The amount to be awarded as alimony pendente lite being largely within the discretion of the trial judge, his conclusions will not ordinarily be interfered with on appeal when exercised fairly. Hulett v. Gilbert, 189 La. 877, 181 So. 431.
In the instant case, as in many others coming before the courts, it is a difficult task to say just what amount the husband should be condemned to pay. Viewing all of the aspects of the case, we do not feel that we should substitute our conclusions in lieu of those of the trial court who heard the testimony and was in the best position to appraise its value. We see no manifest error in the judgment appealed from. There has been no abuse of discretion on the part of the trial judge.

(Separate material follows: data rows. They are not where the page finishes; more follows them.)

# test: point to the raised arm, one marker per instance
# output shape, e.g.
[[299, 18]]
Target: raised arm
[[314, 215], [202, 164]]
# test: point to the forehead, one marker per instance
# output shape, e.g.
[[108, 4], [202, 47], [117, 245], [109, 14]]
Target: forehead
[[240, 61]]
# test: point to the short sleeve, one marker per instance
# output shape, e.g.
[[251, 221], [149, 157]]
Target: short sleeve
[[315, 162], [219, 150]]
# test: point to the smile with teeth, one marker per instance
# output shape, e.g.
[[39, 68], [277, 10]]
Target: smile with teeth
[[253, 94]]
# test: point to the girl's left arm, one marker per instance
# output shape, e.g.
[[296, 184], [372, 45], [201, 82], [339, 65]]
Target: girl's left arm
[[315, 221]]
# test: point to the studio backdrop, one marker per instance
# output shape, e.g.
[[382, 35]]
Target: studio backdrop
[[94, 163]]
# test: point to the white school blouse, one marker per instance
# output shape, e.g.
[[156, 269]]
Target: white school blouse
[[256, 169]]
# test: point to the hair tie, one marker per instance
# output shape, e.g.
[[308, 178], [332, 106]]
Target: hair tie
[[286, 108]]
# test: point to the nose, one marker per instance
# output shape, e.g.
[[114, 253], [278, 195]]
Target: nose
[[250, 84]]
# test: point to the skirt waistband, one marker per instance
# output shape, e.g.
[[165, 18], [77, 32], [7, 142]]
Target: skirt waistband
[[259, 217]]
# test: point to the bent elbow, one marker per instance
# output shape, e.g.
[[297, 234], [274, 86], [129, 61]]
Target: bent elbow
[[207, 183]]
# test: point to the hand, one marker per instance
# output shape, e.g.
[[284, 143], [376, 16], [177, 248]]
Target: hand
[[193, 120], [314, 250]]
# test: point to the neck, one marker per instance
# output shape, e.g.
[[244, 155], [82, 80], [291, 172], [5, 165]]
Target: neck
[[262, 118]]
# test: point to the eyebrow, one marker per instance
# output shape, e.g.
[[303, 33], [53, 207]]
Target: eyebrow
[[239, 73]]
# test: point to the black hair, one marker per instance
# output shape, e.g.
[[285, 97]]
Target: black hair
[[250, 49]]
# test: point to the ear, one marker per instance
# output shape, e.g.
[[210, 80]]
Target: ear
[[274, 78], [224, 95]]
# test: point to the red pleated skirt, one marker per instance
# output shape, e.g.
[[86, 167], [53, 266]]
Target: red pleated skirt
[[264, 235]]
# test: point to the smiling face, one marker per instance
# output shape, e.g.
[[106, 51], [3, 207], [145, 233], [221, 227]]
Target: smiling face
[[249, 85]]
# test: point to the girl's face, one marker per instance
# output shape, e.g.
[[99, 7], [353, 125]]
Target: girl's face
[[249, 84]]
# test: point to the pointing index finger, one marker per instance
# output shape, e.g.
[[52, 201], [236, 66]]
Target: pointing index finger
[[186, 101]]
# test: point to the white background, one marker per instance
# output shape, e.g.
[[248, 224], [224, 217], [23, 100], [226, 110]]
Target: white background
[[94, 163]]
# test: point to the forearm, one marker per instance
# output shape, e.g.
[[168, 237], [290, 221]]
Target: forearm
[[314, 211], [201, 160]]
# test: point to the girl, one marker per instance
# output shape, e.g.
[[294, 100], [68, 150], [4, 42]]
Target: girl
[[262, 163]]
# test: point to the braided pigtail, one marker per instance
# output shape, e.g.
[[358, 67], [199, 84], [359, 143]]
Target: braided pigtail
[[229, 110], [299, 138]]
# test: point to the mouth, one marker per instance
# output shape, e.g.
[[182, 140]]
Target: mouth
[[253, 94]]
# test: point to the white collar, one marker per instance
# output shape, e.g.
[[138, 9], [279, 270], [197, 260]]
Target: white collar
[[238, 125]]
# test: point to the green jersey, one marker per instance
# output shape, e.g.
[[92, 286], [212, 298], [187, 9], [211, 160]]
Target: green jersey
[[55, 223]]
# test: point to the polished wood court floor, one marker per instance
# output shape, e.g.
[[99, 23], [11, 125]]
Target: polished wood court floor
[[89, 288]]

Appellant has presented a motion to remand the case so that the evidence taken on his rule to reduce the alimony might be included in the instant record. It is said we should consider such evidence along with that now in the record. Whatever testimony or other evidence was or may be adduced on the trial of the rule to reduce plays no part in this appeal, and we cannot consider it. The correctness of the award of alimony pendente lite must be determined on the basis of the evidence before the trial judge at the time the alimony was initially fixed. Therefore, we must deny the motion to remand.
We do not know the outcome of the rule to reduce the alimony. However, we feel sure that if there is a possibility of error having been committed by the trial judge in fixing the amount that his honor below will rectify his mistake on trial of the rule to reduce.
Therefore, the judgment appealed from is affirmed.
Motion to remand denied. On appeal judgment affirmed.